Review: “EO” A Human Nightmare of Donkey Proportions
Image Courtesy of Skopia Film and Alien Films
By Dean Robbins
Polish octogenarian filmmaker Jerzy Skolimowski released his first feature film in 1960. Despite six decades in the business, his twenty-fifth film EO, a top contender for an Academy Award for Best International Film nomination, is one of the year’s most technically progressive (and unsettling).
Skolimowski is best known in the United States for his acting career with small appearances in The Avengers (2012) and Mars Attacks! (1996). He did these roles while on a directing hiatus in the 1990s and early 2000s away from his Polish homeland in the States. EO is probably the most well-known and mainstream film of his directing career, but he has made multiple English-language films like the British coming-of-age drama Deep End (1970) and the Robert Duvall thriller The Lightship (1985). His career found its kickoff with winning the Berlin Film Festival’s Golden Bear Award for 1967’s Le Depart. In short, you have probably seen Skolimoski himself but not his films.
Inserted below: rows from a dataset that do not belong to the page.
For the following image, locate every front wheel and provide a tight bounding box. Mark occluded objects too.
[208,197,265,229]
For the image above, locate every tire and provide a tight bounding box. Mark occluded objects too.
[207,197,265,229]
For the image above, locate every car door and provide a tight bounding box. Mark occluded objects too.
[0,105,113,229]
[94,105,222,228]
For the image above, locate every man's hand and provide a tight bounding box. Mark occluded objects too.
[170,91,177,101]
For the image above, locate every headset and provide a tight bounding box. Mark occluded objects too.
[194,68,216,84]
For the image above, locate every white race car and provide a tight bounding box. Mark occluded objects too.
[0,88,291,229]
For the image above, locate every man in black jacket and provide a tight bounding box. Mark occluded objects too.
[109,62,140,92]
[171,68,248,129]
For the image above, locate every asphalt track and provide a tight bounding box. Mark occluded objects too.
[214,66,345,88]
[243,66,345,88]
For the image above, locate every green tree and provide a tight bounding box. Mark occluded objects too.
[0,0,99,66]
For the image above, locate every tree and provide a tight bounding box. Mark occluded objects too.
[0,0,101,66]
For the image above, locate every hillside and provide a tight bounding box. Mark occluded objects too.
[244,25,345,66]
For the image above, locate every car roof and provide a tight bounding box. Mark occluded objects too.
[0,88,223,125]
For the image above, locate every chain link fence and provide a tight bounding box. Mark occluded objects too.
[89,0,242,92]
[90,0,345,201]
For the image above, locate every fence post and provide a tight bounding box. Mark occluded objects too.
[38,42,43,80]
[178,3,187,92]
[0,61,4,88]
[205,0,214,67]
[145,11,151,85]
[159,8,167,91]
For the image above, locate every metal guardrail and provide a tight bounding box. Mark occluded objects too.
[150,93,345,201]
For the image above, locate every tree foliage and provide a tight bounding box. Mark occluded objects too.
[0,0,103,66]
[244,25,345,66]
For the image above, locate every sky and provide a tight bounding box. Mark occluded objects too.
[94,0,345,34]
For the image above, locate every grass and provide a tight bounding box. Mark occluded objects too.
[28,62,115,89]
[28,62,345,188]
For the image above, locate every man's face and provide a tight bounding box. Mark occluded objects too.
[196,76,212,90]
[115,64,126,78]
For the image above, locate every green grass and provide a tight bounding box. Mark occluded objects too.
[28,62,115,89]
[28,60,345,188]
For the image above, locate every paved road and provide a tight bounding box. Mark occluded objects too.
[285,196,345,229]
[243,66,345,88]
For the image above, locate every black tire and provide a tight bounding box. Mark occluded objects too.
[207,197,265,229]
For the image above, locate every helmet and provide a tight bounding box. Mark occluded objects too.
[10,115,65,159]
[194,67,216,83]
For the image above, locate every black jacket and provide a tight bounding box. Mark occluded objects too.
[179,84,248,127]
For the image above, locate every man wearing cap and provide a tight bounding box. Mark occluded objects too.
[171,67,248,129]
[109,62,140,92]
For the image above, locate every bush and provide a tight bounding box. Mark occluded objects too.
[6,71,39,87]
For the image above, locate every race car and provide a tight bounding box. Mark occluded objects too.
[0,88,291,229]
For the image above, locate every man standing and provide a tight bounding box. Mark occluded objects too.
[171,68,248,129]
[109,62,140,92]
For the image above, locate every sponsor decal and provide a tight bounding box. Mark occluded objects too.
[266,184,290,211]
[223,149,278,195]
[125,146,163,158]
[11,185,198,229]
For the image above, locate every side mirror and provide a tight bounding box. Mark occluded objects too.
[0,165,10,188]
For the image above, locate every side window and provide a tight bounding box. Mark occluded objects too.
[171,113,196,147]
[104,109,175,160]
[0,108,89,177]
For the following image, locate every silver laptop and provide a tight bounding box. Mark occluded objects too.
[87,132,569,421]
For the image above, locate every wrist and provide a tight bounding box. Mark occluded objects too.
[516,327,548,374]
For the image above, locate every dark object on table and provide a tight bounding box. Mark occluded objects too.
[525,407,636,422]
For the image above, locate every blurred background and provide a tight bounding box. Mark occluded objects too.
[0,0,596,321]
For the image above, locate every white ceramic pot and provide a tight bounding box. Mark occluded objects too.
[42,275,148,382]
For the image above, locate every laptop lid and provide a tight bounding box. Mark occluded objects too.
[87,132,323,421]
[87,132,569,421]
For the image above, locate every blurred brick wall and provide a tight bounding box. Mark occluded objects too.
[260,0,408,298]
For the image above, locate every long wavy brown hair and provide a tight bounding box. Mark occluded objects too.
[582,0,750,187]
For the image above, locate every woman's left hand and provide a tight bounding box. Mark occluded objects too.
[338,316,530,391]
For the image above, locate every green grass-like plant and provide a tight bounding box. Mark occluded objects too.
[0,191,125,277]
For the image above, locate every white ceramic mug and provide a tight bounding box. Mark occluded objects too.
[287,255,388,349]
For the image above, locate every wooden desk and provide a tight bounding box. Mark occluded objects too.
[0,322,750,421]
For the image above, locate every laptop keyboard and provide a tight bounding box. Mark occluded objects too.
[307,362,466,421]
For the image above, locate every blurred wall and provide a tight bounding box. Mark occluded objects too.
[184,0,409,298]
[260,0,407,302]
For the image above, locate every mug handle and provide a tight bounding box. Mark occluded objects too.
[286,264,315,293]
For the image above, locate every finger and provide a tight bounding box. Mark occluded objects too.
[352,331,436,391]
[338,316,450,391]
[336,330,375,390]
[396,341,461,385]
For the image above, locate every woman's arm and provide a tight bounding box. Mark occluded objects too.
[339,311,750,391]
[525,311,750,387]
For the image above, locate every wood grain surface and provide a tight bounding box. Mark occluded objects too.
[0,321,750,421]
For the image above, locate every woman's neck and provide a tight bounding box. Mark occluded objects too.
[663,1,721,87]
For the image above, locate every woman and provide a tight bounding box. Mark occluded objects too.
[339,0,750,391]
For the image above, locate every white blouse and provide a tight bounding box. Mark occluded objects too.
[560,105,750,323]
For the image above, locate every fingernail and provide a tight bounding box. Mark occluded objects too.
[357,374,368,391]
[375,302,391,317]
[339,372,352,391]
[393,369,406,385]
The protagonist is a donkey unsurprisingly named EO whom we see go from captivity to freedom to captivity again on repeat throughout Europe. The camera holds close to EO’s face capturing its sense of loneliness, loss, and aimlessness. The latter perhaps is what the animal road movie is mostly about.
EO is a very loose remake of Robert Bresson’s Au Hasard Balthazar (1966) which took a donkey protagonist through a series of episodes dealing with the Seven Deadly Sins. If that film is often read ultimately as a parable of faith, EO has much more ambiguous conclusions. In fact, its “conclusions” most closely resemble open-ended questions. Through the eyes of a donkey, Skolimowski asks questions about machinery, man’s domination of nature, human relationships, and the value of an animal’s life. The donkey witnesses moments of anger and violence erupting from a variety of people in varyingly desperate situations. In the end, the donkey is often the driving force behind the film’s conflicts but, as a result of its own inhumanity, is unable to find any transcendence. Genuinely, what purpose does a donkey have in life? Can it even grasp the concept of purpose?
The inhuman perspective of the film allows it to see the humans as aliens. Scenes will occasionally abruptly cut to (usually) red-tinted nightmare sequences that are often disturbing and surreal. One is a drone shot running through a forest before coming upon a wind turbine and beginning to rotate in tune with its rotors. Another is an upside-down shot of a person skiing in the dead of night. Some viewers may call these flourishes superfluous and empty. However, they bring the viewer deeper “into” the consciousness of a being with just enough agency to suffer consciously and not enough to find purpose beyond consumption and death.
Is Skolimowski trying to prove a point about man destroying nature? Is EO vegan propaganda? Neither of these appears to be the case. It is more likely an 88-minute bad dream about seeing the alien in yourself and yourself in the alien. Spooky and brilliantly executed. The film uses many cutting-edge techniques like drone shots to achieve a product that is almost too effective. Recommended. Not a good animal movie for the family, though. Watch Babe instead.